Suppose that \(A\) and \(B\) are orthogonally diagonalizable, and that \(AB=BA\text{.}\) Prove that \(AB\) is orthogonally diagonalizable.

Hint.

Orthogonal diagonalizability is a hard property to work with, but Theorem 6.4.4 can help.

Solution.

By Theorem 6.4.4 both \(A\) and \(B\) are symmetric.
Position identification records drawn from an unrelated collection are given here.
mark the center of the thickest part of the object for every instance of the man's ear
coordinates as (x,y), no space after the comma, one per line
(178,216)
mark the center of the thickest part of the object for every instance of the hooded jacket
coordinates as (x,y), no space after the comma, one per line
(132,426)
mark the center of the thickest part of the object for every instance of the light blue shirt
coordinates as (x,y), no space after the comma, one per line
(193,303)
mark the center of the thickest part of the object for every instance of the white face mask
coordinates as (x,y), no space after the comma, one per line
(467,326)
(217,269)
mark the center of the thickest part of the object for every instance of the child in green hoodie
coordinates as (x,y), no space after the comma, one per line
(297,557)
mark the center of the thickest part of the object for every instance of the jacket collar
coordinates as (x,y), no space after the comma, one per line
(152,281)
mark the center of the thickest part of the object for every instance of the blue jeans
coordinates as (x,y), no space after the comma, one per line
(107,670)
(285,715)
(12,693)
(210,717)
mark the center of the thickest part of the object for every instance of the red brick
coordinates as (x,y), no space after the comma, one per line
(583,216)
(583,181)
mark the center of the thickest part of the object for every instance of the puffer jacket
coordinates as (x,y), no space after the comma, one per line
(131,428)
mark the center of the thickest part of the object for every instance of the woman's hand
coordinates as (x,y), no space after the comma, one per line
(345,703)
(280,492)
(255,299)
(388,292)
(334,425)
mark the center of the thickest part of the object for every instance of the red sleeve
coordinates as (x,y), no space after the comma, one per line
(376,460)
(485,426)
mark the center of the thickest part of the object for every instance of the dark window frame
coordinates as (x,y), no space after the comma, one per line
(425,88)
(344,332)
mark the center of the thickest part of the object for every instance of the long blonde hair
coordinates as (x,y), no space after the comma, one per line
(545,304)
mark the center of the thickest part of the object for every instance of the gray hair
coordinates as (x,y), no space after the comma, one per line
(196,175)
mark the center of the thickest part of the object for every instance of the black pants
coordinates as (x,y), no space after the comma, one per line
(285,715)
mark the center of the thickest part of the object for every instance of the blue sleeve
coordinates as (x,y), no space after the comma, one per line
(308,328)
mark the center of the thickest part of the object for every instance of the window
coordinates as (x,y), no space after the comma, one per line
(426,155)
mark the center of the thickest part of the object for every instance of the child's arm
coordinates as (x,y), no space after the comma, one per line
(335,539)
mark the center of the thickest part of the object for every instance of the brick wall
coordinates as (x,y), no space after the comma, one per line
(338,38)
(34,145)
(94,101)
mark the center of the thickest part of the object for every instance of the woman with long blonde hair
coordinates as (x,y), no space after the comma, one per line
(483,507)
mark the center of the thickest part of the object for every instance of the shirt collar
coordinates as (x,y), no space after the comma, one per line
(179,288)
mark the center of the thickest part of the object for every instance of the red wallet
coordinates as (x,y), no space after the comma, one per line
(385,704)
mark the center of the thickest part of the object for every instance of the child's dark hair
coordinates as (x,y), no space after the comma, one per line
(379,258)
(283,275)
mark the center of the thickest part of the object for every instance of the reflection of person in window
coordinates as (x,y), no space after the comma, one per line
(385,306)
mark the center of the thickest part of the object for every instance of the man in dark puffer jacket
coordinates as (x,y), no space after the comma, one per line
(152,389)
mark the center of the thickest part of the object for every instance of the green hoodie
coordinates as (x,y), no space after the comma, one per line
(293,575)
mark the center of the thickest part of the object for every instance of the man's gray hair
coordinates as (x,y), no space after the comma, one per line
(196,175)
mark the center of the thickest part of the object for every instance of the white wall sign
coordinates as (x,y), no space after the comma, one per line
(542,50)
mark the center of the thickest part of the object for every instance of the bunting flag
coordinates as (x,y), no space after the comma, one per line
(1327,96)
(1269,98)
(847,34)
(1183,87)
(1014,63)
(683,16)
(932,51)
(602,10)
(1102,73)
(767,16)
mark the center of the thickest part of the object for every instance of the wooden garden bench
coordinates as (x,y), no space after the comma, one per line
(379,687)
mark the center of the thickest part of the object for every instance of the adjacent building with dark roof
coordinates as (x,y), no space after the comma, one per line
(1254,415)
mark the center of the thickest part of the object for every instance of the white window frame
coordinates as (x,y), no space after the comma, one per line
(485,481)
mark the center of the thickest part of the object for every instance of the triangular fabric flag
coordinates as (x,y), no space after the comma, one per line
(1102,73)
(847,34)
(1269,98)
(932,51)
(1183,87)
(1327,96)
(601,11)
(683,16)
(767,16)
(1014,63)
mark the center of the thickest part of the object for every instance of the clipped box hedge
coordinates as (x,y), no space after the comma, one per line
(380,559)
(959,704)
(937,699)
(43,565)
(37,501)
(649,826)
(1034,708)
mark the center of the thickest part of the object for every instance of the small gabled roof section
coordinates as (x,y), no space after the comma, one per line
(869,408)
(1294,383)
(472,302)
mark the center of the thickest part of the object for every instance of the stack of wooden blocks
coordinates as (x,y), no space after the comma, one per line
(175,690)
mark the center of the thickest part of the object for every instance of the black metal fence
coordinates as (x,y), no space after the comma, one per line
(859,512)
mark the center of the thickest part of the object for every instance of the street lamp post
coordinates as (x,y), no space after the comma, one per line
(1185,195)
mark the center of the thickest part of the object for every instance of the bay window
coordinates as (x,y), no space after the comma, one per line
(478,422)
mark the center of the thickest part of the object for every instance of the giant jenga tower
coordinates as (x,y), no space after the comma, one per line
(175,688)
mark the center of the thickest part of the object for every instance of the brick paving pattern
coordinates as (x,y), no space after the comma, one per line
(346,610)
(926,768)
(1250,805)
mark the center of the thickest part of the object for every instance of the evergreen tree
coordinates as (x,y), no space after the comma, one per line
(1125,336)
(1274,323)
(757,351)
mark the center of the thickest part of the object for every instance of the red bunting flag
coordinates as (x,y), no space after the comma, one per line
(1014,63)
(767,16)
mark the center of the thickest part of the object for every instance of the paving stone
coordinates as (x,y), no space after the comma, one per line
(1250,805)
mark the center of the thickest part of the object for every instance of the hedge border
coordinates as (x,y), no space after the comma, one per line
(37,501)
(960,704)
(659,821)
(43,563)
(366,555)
Now we calculate:

\begin{equation*} (AB)^t = B^tA^t = BA = AB\text{.} \end{equation*}

Thus \(AB\) is symmetric, so by Theorem 6.4.4 \(AB\) is orthogonally diagonalizable.

4.

Let \(A = \begin{bmatrix}1 \amp 2 \\ 2 \amp 1\end{bmatrix}\) and \(B = \begin{bmatrix}1 \amp -1 \\ -1 \amp 0\end{bmatrix}\text{.}\) Show that \(A\) and \(B\) are orthogonally diagonalizable, but \(AB\) is not.

Hint.

Once again, Theorem 6.4.4 lets us convert this problem into a much easier one.

Solution.

Both \(A\) and \(B\) are symmetric, so by Theorem 6.4.4 they are orthogonally diagonalizable. We calculate

\begin{equation*} AB = \begin{bmatrix}-1 \amp -1 \\ 1 \amp -2\end{bmatrix}\text{.} \end{equation*}

We see that \(AB\) is not symmetric, so it is not orthogonally diagonalizable (by Theorem 6.4.4).